Was ist normal – was ist krank?

Im Gegensatz zu körperlichen Erkrankungen, bei denen die Symptome häufig sichtbar sind oder zumindest durch physikalische Verfahren - wie z.B. die Fiebermessung oder das Röntgen - sichtbar gemacht werden können, ist die Diagnose einer psychischen Erkrankung meist schwieriger. Dennoch: Grundsätzlich kann man von einer ähnlichen Vorgehensweise sprechen.
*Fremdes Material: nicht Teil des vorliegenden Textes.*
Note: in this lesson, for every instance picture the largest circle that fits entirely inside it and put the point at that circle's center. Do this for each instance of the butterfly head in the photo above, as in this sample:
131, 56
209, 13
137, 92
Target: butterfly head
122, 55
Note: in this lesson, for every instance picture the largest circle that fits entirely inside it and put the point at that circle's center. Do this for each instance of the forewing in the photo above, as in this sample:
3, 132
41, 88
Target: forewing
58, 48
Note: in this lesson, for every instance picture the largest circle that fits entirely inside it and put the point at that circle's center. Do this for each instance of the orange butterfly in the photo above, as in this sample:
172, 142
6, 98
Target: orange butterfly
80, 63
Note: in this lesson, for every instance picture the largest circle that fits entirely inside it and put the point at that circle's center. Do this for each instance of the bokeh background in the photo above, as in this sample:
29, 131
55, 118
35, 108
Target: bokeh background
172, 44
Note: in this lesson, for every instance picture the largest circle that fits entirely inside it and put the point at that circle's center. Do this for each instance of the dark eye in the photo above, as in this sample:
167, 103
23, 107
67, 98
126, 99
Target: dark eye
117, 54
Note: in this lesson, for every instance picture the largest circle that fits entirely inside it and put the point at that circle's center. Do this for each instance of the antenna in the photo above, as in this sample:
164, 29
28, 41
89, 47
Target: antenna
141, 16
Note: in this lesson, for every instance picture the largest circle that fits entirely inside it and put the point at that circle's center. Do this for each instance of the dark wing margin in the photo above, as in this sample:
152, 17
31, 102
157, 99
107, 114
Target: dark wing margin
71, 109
Ob jemand krank oder gesund ist, lässt sich feststellen, wenn man seine Symptome mit einer Norm vergleicht. Die Medizin hat beispielsweise Normbereiche für die Blutwerte gesunder Menschen ermittelt. Ein an Diabetes leidender Mensch weicht von dieser Norm ab und erhält u.a. deshalb die Diagnose einer Zuckererkrankung. In der Klinischen Psychologie nimmt man zur Beurteilung psychischer Störungen ebenfalls Normen zu Hilfe.

Normen in der Psychologie

Für alle Facetten des psychischen Erlebens und Verhaltens lassen sich gleichermaßen statistische Normen ermitteln. Weicht jemand zu stark davon ab, dann kann es sich im negativen Fall um eine psychische Erkrankung, wie z.B. eine Angststörung oder eine depressive Störung handeln. Bei einer Normabweichung im positiven Fall, wie z.B. bei einem sehr hohen Intelligenzquotienten, würde man von einer Hochbegabung sprechen, die aber durchaus für alle Beteiligten auch belastend sein kann.
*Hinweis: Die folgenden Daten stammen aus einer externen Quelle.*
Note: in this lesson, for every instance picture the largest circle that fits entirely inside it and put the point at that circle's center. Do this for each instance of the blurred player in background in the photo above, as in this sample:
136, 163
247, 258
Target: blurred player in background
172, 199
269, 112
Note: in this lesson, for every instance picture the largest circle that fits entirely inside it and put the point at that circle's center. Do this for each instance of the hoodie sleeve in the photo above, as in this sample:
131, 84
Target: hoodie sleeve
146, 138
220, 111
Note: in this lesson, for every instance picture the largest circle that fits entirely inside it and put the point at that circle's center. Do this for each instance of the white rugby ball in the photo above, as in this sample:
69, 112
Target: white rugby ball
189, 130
Statistische Normalverteilung

Hinter den statistischen Normen steht die Modellannahme der Normalverteilung. Ist ein Merkmal in der Bevölkerung normalverteilt, dann hat die überwiegende Mehrheit eine durchschnittliche Ausprägung dieses Merkmals und nur wenige Menschen weichen extrem stark von diesem Mittelwert ab. Das Beispiel der Angst soll dies verdeutlichen.
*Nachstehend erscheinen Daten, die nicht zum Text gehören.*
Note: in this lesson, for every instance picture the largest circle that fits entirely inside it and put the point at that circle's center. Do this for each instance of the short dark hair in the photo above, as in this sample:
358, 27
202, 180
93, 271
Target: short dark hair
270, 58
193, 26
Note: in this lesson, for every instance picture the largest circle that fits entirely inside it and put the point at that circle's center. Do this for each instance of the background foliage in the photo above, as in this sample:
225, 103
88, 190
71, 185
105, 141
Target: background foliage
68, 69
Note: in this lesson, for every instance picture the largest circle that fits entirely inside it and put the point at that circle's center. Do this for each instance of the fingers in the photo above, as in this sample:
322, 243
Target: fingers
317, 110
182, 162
Nahezu alle Menschen erleben in verschiedenen gefährlichen Situationen ein gewisses Maß an Angst. Die Funktion dieses Angsterlebens dient dazu, dass wir uns entsprechend vorsichtig verhalten und Risiken vermeiden. Einige Menschen empfinden nur sehr wenig Angst, was zur Folge haben kann, dass sie sich manchmal gefahrenblind verhalten. Andere hingegen sind im höchsten Maße überängstlich und leiden beträchtlich darunter. Für sie ist es möglicherweise bereits mit extremen Ängsten verbunden, wenn sie nur das Haus verlassen und auf andere Menschen treffen.

Funktionelle Normen

Neben der statistischen Norm gibt es noch die funktionelle Norm. Diese dient zur Beantwortung der Frage, ob sich ein Mensch in seinen aktuellen Lebensumständen noch alters- und situationsgerecht verhält. Immer dann, wenn eine deutliche Abweichung des Erlebens und Verhaltens von der statistischen oder der funktionellen Norm vorliegt und die Betroffenen selbst und/oder ihre Umwelt unter dieser Abweichung leiden, sollte eine eventuell vorhandene psychische Störung in Betracht gezogen werden.

Gesellschaftliche Normen

Schwieriger sieht es mit gesellschaftlichen Normen aus. Menschen, die in unserem Kulturbereich Stimmen hören und Erscheinungen sehen, die nicht existent sind, werden als psychisch krank eingestuft. In anderen Kulturen werden sie möglicherweise als von einem göttlichen Wesen auserwählt betrachtet.

Diagnose-Standards

Klassifikationssysteme

ICD-10
International Classification of Diseases, 10th Revision

DSM-IV
Diagnostical and Statistical Manual of Mental Disorders

Die Diagnose einer psychischen Erkrankung ist aufgrund der Komplexität der Störungsbilder und der häufig fließenden Übergänge ein schwieriges Unterfangen, das größtmöglicher Sorgfalt bedarf. Um hier einheitliche Standards zu erreichen, sind weltweit vor allem zwei Klassifikationssysteme im Einsatz: ICD-10 und DSM-IV.

Beide Systeme beschreiben die Störungsbilder der verschiedenen psychischen Erkrankungen und legen fest, welche Symptome in welcher Ausprägung vorliegen müssen, um von einer spezifischen Störung sprechen zu können. Eine Diagnose anhand eines der beiden Klassifikationssysteme ist die Voraussetzung dafür, dass die Krankenkassen die Kosten einer psychotherapeutischen Behandlung übernehmen. Für die Patienten bieten diese Klassifikationssysteme bei sorgfältigem Einsatz derzeit die bestmögliche Gewähr einer korrekten Diagnose.